Bauer Mette hat diese Rinderrasse gezielt ausgewählt. Er kann sie bei spärlichem Aufwuchs ganzjährig draußen halten und muss nur hin und wieder etwas Heu oder Stroh zufüttern. Außer den Rindern sind auf der Koppel noch Schafe verschiedener Rassen zu sehen.

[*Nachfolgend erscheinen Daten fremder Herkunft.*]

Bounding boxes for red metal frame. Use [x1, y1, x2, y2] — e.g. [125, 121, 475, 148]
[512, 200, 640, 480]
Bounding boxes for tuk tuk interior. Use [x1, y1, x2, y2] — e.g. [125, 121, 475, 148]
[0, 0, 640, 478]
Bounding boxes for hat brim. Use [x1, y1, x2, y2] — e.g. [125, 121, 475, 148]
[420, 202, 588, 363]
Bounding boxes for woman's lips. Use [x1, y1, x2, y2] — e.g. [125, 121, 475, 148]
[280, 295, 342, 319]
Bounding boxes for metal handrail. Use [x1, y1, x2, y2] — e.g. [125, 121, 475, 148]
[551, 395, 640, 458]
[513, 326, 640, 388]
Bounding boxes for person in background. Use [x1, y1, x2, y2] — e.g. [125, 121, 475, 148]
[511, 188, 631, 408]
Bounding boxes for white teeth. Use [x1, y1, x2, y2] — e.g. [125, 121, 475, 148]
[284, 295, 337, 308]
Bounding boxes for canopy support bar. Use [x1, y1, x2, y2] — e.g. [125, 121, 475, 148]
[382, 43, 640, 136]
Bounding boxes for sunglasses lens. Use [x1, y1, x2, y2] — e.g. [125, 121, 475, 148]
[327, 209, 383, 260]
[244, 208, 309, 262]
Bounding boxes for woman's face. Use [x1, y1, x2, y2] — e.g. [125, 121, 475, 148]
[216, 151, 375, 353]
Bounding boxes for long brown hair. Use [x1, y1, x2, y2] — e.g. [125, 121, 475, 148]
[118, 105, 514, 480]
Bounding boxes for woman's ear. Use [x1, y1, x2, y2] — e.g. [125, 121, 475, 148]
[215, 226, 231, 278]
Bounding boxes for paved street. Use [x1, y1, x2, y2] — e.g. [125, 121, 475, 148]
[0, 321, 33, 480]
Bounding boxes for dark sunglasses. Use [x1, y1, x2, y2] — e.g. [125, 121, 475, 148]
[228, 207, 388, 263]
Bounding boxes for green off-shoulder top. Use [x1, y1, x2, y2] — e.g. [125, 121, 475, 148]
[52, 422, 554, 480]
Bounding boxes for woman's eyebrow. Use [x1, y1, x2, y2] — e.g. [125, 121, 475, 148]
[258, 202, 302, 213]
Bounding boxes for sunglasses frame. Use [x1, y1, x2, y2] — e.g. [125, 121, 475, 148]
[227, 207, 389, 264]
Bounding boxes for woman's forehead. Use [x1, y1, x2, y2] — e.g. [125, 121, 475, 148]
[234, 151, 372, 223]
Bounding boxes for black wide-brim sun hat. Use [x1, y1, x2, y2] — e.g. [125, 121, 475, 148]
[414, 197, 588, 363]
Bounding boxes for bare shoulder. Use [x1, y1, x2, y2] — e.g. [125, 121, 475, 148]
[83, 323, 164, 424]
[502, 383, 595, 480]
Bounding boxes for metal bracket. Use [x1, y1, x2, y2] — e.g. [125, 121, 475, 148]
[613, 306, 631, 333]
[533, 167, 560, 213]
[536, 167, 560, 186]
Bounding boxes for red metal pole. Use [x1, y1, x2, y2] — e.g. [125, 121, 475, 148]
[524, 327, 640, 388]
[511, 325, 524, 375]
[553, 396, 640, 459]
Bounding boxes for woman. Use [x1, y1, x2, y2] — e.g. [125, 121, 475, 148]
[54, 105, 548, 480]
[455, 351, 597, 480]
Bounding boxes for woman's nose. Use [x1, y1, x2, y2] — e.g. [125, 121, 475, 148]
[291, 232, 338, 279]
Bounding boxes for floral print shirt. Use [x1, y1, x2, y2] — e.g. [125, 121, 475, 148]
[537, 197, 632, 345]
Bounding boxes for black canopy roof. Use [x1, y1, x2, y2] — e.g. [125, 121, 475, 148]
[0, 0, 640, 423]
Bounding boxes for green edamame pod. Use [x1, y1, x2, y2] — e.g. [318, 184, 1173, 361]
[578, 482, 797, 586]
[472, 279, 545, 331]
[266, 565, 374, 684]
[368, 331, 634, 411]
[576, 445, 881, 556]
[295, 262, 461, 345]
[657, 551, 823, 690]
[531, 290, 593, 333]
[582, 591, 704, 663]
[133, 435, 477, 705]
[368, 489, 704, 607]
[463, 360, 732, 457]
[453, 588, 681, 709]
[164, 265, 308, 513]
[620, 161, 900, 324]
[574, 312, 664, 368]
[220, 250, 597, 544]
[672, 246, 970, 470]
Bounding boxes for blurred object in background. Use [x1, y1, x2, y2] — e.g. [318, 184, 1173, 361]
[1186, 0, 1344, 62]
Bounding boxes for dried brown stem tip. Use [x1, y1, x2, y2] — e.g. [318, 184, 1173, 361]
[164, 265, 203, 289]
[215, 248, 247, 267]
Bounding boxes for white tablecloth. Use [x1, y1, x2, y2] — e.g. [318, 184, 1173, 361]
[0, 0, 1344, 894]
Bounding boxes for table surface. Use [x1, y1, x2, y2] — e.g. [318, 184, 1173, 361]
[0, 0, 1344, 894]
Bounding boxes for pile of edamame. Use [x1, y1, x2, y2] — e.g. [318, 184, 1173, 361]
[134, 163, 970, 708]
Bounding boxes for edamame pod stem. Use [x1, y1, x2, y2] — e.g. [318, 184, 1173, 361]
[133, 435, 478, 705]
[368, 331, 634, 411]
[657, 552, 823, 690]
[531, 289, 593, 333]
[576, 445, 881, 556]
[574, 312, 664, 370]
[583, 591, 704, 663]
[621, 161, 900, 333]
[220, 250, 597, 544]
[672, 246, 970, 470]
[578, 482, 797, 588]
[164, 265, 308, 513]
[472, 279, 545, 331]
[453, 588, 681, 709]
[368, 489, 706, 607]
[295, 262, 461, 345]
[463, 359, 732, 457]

Kaum noch Platz für Landwirtschaft in Berlin
Vom Hügel auf der großen Koppel sind in nah und fern Bauten zu erkennen. Im Osten sind die Hochhäuser der Gropius-Stadt mit dem größten Einkaufszentrum Berlins zu erkennen. Richtung Norden und Westen sieht man die Gebäude vom Ortsteil Buckow und in der Ferne sogar den Berliner Fernsehturm. Im Süden rücken die Häuser von Großziethen, im Land Brandenburg gelegen, schon dicht bis zur Koppel heran.
„Immer mehr Land wird für die Bebauung genutzt“, beklagt Werner Mette. „Die Pacht- und Kaufpreise schnellen in die Höhe. Die meisten Pachtverträge sind auf ein Jahr begrenzt. Da lässt sich kaum in die Zukunft planen. Und dann kommt noch ein weiteres Problem hinzu, beklagt er: „Meine Felder und Wiesen grenzen an über 350 Nachbarn, die so gut wie nichts mit Landwirtschaft zu tun haben. Da laden auch einige ihren Müll und Schutt ab oder entsorgen Gifte auf meine Flächen. Daran sind schon einige Tiere verendet und an meinem Mähdrescher haben erst kürzlich beim Drusch aufgenommene Betonteile großen Schaden angerichtet.“ Mettes Abschlussarbeit zum Meisterbrief über die Probleme der Landwirtschaft am Rande einer Großstadt endete mit der Aussage: „Beton bedroht Boden“. Es bleibt dort also kaum noch Platz für Landwirtschaft in Berlin.